Trump chega por último ao G7, diz ser "o chefe" e arranca risadas de líderes

Donald Trump, presidente dos EUA — Foto: Evan Vucci
Presidente dos Estados Unidos fez a declaração ao entrar em reunião na França com chefes de Estado, incluindo Lula
O presidente dos Estados Unidos, Donald Trump, declarou ser "o chefe" ao chegar por último à terceira sessão de trabalho da cúpula do G7, realizada em Evian, na França, nesta quarta-feira (17). O momento gerou risadas entre os líderes presentes, que já estavam sentados à mesa quando o americano entrou na sala.
A sessão era dedicada ao tema "retomar um crescimento econômico equilibrado" e contava com a presença dos líderes do G7 e de países convidados, incluindo o presidente brasileiro Luiz Inácio Lula da Silva.
Trump fez uma breve pausa na cabeceira da mesa e declarou: "I am the boss" (Eu sou o chefe), antes de se sentar com um largo sorriso à direita do anfitrião, o presidente francês Emmanuel Macron.
Após a declaração, Trump aproveitou o momento para cumprimentar Macron, que perguntou em inglês como ele estava. Em outro momento, o americano de 80 anos, acostumado a ambientes com ar condicionado no máximo, reclamou que estava "calor demais" na sala.

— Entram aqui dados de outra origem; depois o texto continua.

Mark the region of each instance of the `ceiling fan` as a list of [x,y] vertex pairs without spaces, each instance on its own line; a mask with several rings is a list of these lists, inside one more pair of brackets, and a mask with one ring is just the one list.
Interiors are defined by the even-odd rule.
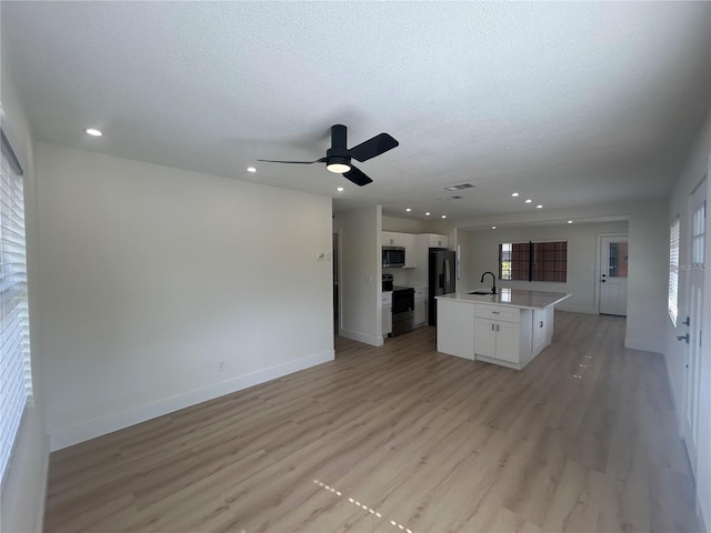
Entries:
[[326,168],[337,174],[343,174],[347,180],[352,181],[357,185],[363,187],[368,183],[372,183],[373,180],[368,178],[362,171],[351,164],[351,159],[360,161],[368,161],[369,159],[385,153],[388,150],[392,150],[400,143],[395,141],[388,133],[380,133],[379,135],[368,139],[361,142],[357,147],[350,150],[346,148],[347,128],[342,124],[336,124],[331,127],[331,148],[326,151],[326,158],[317,159],[316,161],[274,161],[272,159],[258,159],[257,161],[264,161],[267,163],[296,163],[296,164],[313,164],[326,163]]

Desde sua chegada a Evian na segunda-feira, Trump, que não é conhecido por ser entusiasta de formatos multilaterais, surpreendeu ao adotar uma postura conciliadora, enquanto seus pares se empenhavam em agradá-lo.
Conhecido por boicotar comunicados conjuntos ou por criticá-los após assiná-los — como ocorreu no Canadá durante seu primeiro mandato —, desta vez ele aceitou ratificar um texto sobre a Ucrânia. A declaração defende maior pressão sobre a Rússia e também celebra o acordo entre Estados Unidos e Irã, descrito como "obtido sob a firme liderança do presidente Donald Trump".
O chanceler alemão Friedrich Merz presenteou Trump, cujo avô paterno nasceu na Alemanha, com uma camisa da seleção alemã de futebol com seu sobrenome e o número 47, em referência ao seu 47º mandato como presidente americano.
Trump também aceitou o convite de Macron para prolongar sua estadia na França com um jantar no Palácio de Versalhes, próximo a Paris. O cenário suntuoso agradou ao presidente americano, que na terça-feira comentou entusiasmado: "Versalhes não é folheado a ouro. É ouro de verdade".
A postura adotada por Trump ao longo da cúpula marcou um contraste com seu histórico em reuniões multilaterais, sinalizando um tom mais colaborativo diante dos demais líderes do G7.